Conquer the mobile testing nightmare

The explosion of mobile devices has created a testing nightmare. According to the 2015 OpenSignal report, massive fragmentation has resulted in over 24,000 distinct Android devices that all run on different versions of the Android OS, plus the several variations of iOS devices currently in use. You can't test for all of them—but you don't need to. Whittle it down by determining the most common devices your customers use. Even then, however, the list can seem unmanageable.

Just as Carl Linnaeus pioneered classification of the immense diversity of organisms on the planet, you need to classify the relevant devices that you want to support into groups, and then test a representative member of each. By "representative," I mean one that covers the bases for that group, meaning if you're confident your code works well on that device, it will work on all the other devices in the group. How you classify the devices may change between products. Characteristics on which you focus might be screen size and resolution, OS version, or Bluetooth support. Choose based on the device features and characteristics that are critical to your application.

Even after classifying device groups, it's hard to keep up with the rate at which new devices are introduced to the market. To overcome that software testing challenge, consider using a cloud-based mobile testing service. These services remove much of the burden of keeping up with the rate of change in the mobile industry, giving you a quick, relatively easy and affordable solution for your mobile testing.

Use production data to improve quality

With production data and social media, the gold is there for the mining; you just need to know how to dig through the dirt to extract it. Analyze your production data for insights about how customers use your application. It's easy to find out which browsers and mobile devices customers use, but you want to add auditing capabilities to your code. With the right big data analysis tools, you can learn intricate details, such as which flows customers use most, which they abandon midway through, on which screens they spend the most time, what controls they use, and so on. This kind of data is helpful for planning future features and improvements. With old, on-premise software, getting this data ranged from difficult to impossible. In today's world of DevOps, software as a service (SaaS), and the cloud, data is glittering in front of you, ready to be analyzed.

Mind the tweets and posts

Don't forget about social media feedback. Your company no doubt has Facebook and Twitter accounts where it interacts directly with customers. You may also have dedicated support portals, where customers can open tickets, get help from support personnel, and offer direct feedback. These present a wealth of information you can use to improve the product. If you're not doing so, you're already behind: in the World Quality Report 2014-15, 71 percent of respondents said they use and value social media as a source of feedback from their users.

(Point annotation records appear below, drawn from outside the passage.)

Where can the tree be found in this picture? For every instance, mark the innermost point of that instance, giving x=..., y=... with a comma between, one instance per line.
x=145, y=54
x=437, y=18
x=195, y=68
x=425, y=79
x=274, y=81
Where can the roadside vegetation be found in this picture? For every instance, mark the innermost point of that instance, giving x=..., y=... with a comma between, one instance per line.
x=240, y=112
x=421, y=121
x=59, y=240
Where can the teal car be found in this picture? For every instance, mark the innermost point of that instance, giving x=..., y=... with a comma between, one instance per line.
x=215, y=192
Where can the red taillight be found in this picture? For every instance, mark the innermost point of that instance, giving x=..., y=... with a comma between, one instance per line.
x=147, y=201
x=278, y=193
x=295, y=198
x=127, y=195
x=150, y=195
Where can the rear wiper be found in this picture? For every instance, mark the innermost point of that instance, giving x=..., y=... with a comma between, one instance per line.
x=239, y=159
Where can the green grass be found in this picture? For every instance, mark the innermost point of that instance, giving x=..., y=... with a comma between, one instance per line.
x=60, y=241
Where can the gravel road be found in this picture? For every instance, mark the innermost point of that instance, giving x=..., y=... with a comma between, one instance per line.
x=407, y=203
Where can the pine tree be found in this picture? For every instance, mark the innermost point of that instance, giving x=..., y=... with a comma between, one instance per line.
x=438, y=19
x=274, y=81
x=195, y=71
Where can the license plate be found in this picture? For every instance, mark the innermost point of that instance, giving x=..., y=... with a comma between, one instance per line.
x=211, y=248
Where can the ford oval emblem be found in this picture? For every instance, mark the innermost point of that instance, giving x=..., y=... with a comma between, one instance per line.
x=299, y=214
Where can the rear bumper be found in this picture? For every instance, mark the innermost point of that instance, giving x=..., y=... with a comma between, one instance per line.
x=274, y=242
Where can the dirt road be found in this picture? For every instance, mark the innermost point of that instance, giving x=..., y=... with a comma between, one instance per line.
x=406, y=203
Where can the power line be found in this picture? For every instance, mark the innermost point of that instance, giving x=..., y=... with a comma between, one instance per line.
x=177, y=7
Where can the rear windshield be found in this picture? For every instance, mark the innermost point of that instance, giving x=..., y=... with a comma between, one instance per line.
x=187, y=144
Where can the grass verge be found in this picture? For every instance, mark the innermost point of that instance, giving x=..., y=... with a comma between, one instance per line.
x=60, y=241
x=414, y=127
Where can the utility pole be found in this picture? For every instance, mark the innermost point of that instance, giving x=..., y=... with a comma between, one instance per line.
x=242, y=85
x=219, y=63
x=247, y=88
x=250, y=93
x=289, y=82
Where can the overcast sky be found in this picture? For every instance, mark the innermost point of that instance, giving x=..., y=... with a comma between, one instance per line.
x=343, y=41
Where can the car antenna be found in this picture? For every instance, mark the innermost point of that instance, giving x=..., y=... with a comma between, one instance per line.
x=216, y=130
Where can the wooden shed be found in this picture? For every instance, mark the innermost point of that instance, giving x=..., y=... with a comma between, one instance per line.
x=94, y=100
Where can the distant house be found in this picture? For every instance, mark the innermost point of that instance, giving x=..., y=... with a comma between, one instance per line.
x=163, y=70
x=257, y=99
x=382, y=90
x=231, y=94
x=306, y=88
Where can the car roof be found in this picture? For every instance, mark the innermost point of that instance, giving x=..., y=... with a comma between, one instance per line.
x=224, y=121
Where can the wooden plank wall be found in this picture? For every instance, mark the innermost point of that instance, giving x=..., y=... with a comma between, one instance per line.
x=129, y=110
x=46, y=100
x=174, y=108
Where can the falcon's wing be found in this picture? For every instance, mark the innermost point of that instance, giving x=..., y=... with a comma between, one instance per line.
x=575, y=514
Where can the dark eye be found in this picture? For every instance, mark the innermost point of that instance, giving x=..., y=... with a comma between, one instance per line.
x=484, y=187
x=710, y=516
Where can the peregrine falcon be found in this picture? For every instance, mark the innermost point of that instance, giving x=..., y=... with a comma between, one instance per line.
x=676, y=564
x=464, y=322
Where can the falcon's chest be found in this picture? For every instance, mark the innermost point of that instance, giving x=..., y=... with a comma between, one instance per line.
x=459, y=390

QA is about both finding bugs and improving software quality. Agile and DevOps have created new testing challenges for QA professionals who must meet the requirements for rapid delivery cycles and automated delivery pipelines. Fortunately, the tools and methodologies have evolved along with these disciplines. Agile puts QA and development in the same boat, with both paddling together toward a common goal: "done." Using cloud services to centralize application data for analysis and social media monitoring creates rapid feedback loops for software development. Agile and DevOps may have revved up the pace of development, but with these best practices, QA will not only keep the pace but also help to fuel it.